Restoring quantum communication efficiency over high loss optical fibres
Francesco Anna Mele, Ludovico Lami, Vittorio Giovannetti
TL;DR
The work addresses the fundamental barrier to long-distance quantum communication in optical fibres by showing that memory effects in the environment can be engineered to neutralise noise. It introduces the concept of environment-controlled general attenuators $\Phi_{\lambda,\sigma}$ and a noise-attenuation protocol that uses trigger pulses to prepare the environment in favorable states, enabling unassisted quantum communication at a fixed positive rate even as $\lambda \to 0^+$ and, with pre-shared entanglement, entanglement-assisted rates that match the noiseless ideal. The authors provide exact results for EC and EA capacities of thermal attenuators, prove a constructive two-trigger-pulse scheme that suffices for small $\lambda$, and establish continuity bounds showing robustness to the environment state and energy constraints.
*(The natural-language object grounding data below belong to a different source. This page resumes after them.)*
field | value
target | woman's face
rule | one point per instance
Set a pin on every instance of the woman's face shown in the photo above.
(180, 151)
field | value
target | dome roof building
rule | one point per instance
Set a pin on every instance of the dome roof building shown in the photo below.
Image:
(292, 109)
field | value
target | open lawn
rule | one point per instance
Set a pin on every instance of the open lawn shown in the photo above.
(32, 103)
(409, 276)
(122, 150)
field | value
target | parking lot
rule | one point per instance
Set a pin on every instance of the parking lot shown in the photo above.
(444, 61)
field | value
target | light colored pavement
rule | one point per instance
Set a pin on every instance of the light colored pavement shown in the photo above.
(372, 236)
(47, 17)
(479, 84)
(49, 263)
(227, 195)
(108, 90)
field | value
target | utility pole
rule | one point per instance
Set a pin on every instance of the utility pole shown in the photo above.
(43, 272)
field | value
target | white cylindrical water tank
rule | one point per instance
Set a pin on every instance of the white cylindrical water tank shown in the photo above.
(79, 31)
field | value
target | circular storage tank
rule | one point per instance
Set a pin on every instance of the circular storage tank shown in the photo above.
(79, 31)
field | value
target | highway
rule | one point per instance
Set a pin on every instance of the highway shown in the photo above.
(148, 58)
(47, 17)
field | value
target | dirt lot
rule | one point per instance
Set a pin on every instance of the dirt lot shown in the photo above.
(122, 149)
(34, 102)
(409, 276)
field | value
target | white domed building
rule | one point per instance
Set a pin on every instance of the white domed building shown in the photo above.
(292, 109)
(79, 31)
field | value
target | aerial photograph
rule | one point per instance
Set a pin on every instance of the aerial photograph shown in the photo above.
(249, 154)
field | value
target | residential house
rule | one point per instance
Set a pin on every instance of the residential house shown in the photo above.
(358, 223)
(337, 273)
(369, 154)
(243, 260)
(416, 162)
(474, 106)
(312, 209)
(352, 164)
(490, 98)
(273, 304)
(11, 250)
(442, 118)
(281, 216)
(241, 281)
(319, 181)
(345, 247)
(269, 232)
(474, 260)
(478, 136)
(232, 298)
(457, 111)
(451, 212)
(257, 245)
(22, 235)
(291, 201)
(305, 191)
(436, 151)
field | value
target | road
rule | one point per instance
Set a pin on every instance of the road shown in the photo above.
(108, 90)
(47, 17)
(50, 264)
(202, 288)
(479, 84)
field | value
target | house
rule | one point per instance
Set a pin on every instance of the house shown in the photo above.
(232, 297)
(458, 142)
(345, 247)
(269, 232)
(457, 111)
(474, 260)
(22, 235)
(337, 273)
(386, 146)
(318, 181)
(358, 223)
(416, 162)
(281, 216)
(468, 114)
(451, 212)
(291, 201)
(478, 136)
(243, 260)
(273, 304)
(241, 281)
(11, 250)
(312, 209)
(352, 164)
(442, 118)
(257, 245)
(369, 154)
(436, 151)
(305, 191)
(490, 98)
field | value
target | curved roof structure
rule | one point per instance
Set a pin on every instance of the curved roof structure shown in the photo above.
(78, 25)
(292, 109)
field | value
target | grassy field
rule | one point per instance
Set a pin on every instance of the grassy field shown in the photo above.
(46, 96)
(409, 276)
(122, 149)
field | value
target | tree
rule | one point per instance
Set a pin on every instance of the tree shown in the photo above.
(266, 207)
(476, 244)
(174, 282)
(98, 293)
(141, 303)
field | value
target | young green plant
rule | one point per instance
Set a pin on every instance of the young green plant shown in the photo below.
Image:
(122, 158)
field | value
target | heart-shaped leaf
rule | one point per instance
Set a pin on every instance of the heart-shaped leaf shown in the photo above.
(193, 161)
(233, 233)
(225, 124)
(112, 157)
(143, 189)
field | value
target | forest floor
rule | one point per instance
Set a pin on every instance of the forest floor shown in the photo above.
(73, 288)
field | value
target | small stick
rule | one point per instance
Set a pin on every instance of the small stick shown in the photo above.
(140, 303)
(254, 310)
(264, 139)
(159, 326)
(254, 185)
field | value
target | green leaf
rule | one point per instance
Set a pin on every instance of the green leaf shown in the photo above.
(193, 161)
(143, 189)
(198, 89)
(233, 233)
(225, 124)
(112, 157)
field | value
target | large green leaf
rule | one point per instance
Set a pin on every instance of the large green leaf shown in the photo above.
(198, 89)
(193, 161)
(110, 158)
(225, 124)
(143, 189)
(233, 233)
These findings suggest a feasible path toward reliable quantum communication over arbitrarily long fibres and have significant implications for experimental tests of memory effects in optical channels.
Abstract
In the absence of quantum repeaters, quantum communication proved to be nearly impossible across optical fibres longer than $\gtrsim 20\text{ km}$ due to the drop of transmissivity below the critical threshold of $1/2$. However, if the signals fed into the fibre are separated by a sufficiently short time interval, memory effects must be taken into account. In this paper we show that by properly accounting for these effects it is possible to devise schemes that enable unassisted quantum communication across arbitrarily long optical fibres at a fixed positive qubit transmission rate. We also demonstrate how to achieve entanglement-assisted communication over arbitrarily long distances at a rate of the same order of the maximum achievable in the unassisted noiseless case.